Despite its novelty and strength of a large patient population, the current study has multiple drawbacks. First, no data was analyzed regarding the effect of RT on patient performance status, quality of life, or quantitative or qualitative toxicities suffered; all subjects considered highly important in a malignancy with near uniform fatality such as PA. Second, neither progression-free survival nor cancer-specific survival was investigated in the present study though they may prove of substantial influence in the consideration of RT’s true therapeutic utility. Further this study made no corrections for radiation dosing, treatment method, or deviation from treatment plan, all of which could impact RT efficacy as well as patient treatment tolerability. These shortcomings necessitate further study into the influence of RT in PA to definitely determine the true utility and clinically relevant survival impact this promising though contentious treatment modality offers.

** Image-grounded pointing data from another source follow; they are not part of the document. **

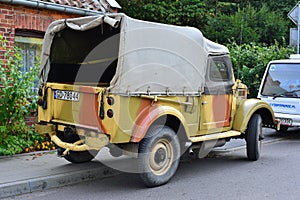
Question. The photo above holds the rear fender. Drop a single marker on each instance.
(149, 116)
(246, 110)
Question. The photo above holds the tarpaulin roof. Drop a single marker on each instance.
(153, 58)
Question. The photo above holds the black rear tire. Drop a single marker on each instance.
(159, 154)
(253, 137)
(283, 129)
(80, 156)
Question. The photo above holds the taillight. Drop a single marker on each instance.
(40, 102)
(110, 101)
(110, 113)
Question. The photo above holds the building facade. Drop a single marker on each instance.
(23, 24)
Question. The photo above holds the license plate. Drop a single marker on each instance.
(66, 95)
(286, 121)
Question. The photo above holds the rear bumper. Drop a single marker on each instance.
(94, 142)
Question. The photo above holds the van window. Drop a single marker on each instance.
(282, 79)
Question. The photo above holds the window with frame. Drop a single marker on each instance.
(30, 45)
(219, 71)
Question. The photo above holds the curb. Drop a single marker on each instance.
(232, 149)
(53, 181)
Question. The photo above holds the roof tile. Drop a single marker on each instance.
(84, 4)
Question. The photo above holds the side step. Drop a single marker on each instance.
(215, 136)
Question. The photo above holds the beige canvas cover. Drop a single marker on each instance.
(153, 58)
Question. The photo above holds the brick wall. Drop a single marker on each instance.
(13, 17)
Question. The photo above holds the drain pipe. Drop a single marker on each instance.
(52, 6)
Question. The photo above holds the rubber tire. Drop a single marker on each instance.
(283, 129)
(253, 137)
(154, 136)
(80, 156)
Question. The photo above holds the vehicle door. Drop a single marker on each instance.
(216, 102)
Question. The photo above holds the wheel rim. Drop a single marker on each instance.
(161, 157)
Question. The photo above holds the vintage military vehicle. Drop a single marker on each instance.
(147, 88)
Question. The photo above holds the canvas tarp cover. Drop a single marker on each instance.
(153, 58)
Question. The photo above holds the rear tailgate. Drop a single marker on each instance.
(72, 105)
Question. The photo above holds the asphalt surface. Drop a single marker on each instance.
(39, 171)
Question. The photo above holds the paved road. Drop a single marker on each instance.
(227, 175)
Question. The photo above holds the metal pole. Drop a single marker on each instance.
(298, 29)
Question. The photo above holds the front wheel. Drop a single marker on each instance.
(159, 154)
(253, 137)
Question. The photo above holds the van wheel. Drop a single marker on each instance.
(159, 154)
(80, 156)
(253, 137)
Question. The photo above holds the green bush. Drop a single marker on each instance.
(248, 25)
(17, 100)
(250, 60)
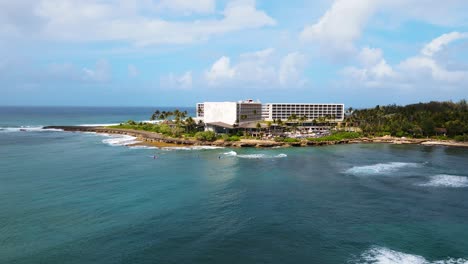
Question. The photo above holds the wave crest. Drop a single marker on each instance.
(192, 148)
(382, 255)
(444, 180)
(120, 140)
(27, 129)
(254, 156)
(380, 168)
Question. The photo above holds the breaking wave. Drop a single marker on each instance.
(98, 125)
(192, 148)
(254, 156)
(26, 129)
(382, 255)
(444, 180)
(119, 140)
(380, 168)
(142, 147)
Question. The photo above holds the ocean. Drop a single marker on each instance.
(87, 198)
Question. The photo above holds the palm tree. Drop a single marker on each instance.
(155, 115)
(190, 124)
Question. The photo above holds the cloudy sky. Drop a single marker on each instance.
(178, 52)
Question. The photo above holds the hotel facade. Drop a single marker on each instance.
(243, 112)
(282, 111)
(229, 113)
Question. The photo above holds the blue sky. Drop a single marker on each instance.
(179, 52)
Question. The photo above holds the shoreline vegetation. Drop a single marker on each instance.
(158, 140)
(433, 123)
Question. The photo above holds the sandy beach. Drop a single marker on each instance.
(159, 140)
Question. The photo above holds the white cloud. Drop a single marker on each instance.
(132, 71)
(341, 25)
(188, 7)
(100, 73)
(421, 70)
(439, 43)
(258, 69)
(137, 22)
(220, 70)
(172, 81)
(337, 31)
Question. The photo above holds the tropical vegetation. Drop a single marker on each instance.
(416, 120)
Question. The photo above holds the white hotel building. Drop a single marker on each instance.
(243, 112)
(275, 111)
(229, 113)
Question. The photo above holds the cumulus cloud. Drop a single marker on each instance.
(421, 70)
(341, 25)
(132, 21)
(101, 72)
(337, 31)
(439, 43)
(188, 7)
(260, 68)
(173, 81)
(220, 70)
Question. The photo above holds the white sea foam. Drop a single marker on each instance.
(98, 125)
(380, 168)
(230, 153)
(382, 255)
(254, 156)
(27, 129)
(192, 148)
(119, 140)
(142, 147)
(444, 180)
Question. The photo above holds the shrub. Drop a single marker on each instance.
(337, 136)
(291, 140)
(233, 138)
(206, 136)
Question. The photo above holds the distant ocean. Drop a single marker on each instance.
(87, 198)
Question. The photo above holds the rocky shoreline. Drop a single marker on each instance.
(158, 140)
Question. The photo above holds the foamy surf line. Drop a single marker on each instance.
(381, 168)
(254, 156)
(192, 148)
(119, 140)
(447, 181)
(28, 129)
(98, 125)
(383, 255)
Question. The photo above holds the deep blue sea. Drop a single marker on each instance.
(86, 198)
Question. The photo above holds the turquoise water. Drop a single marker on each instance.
(86, 198)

Results of this study serve to add credence to the addition of RT to PA treatment regimens. Though PA remains generally considered a treatment-refractory malignancy, increase in life expectancy is independently evident with each of the three treatment modalities available, including surgery, CT, and RT, and their utilization should be offered to the fullest extent tolerated by the patient. Further, as novel methods for PA RT delivery such as stereotactic body RT and intensity modulated RT become more widely available, the treatment toxicity will be reduced [2]. While additional studies are necessary to prove the clinical efficacy of these innovative RT techniques in PA, their application promises to further diminish future arguments against RT administration in PA patients and more clearly cement the role of RT as a staple in PA therapy.

In conclusion, our results indicate that RT confers an independent survival advantage in patients being treated for PA which is apparent through both Nebraska and SEER data. These results extend available evidence indicating that RT has a valid role in the treatment of PA and further supports its widespread use as an accepted PA therapeutic modality.

Disclosure

The abstract of this paper has been accepted to the 55th ASTRO annual meeting for presentation in the poster session.

Conflict of Interests

The authors declare that there is no conflict of interests regarding the publication of this paper.